A Tip for Appellants, and One for Respondents/Appellees

Ethypharm S.A. Fr. v. Abbott Labs., 707 F.3d 223 (3d Cir. 2013).  This is an antitrust standing case.  The Third Circuit’s opinion, written by Judge Jordan, found that plaintiff had no antitrust standing.  From an appellate practice perspective, though, the opinion contains two important principles, one of which is more relevant to appellants and the other that has more import for respondents (the state court usage) or appellees (the federal court term).

First, Judge Jordan reiterated the principle that a party waives an argument unless the party raises that contention in the party’s opening brief.  He went on to note, however, that “a passing reference to an issue … will not suffice to bring that issue before this court,” and that presenting an issue only in a footnote does not preserve that issue for review.  Thus, any argument to be presented, especially for an appellant, must not only be raised, but raised in sufficient fashion, in order to merit consideration.  Perhaps ironically, the entire discussion of this issue appears in a footnote to the panel’s opinion.

Second, in a later footnote that has relevance for respondents/appellees, Judge Jordan noted that an appellee need not cross-appeal in order to support the judgment below.  Instead, that party may “support the judgment as entered through any matter appearing in the record, though his argument may attack the lower court’s reasoning or bring forth a matter overlooked or ignored by the court.”

Both of these principles are established ideas, and both are stated in comparable fashion in New Jersey state court appellate decisions such as Almog v.

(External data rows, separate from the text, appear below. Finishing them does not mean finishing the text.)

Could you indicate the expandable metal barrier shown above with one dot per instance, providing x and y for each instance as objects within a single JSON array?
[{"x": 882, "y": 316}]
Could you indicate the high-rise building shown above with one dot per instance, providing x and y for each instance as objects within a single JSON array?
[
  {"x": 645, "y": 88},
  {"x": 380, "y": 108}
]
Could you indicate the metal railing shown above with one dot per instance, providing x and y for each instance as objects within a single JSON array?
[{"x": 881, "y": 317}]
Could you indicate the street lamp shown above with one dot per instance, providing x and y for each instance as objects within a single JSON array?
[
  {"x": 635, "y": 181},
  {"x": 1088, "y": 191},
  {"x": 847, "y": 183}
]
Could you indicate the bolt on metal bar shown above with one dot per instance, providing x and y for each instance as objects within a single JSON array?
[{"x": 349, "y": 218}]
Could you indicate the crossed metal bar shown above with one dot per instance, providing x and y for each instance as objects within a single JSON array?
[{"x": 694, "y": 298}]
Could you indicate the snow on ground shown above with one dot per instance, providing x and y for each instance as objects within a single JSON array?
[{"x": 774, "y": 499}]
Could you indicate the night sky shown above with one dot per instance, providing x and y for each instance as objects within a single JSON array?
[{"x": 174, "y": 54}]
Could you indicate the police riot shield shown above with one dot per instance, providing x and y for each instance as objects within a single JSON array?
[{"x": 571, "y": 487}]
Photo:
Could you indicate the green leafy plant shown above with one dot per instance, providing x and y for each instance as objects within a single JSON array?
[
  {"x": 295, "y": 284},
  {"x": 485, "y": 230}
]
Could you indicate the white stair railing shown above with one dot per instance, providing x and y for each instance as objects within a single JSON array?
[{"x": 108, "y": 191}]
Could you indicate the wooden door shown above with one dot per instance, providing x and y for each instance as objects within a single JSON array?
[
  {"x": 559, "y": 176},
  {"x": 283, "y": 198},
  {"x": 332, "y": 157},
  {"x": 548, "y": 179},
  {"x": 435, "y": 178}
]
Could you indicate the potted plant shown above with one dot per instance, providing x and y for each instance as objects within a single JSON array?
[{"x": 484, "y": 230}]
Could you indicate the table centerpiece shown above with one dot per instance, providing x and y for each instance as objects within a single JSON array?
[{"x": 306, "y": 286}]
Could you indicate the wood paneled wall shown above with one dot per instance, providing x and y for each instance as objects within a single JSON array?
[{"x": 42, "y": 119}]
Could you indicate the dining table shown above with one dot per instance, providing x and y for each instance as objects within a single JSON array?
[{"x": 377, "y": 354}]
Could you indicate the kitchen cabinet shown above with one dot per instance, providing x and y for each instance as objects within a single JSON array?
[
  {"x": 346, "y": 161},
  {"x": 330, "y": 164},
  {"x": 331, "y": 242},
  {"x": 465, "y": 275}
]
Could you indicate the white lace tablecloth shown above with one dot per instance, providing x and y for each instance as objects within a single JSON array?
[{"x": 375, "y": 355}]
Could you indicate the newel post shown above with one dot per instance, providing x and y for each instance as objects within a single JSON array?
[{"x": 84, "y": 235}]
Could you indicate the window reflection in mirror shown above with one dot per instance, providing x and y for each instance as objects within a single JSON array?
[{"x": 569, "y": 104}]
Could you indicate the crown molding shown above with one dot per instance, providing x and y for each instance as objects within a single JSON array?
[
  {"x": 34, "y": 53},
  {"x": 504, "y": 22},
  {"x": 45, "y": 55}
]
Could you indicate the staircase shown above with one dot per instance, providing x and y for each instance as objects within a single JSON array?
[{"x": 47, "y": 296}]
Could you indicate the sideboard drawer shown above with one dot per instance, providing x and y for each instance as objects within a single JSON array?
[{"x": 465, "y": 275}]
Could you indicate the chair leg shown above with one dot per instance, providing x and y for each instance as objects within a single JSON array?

ITAS, 298 N.J. Super. 145, 155 (App. Div. 1997) (raising issues in footnotes is “wholly improper,” and such issues would not be considered), and Luppino v. Mizrahi, 326 N.J. Super. 182, 185 (App. Div. 1999) (trial court’s decision can be supported by legal principles other than those relied on below, and Appellate Division accepted respondent’s alternative argument in affirming Law Division ruling).  It is a useful reminder, however, to see both of those principles stated in a single opinion.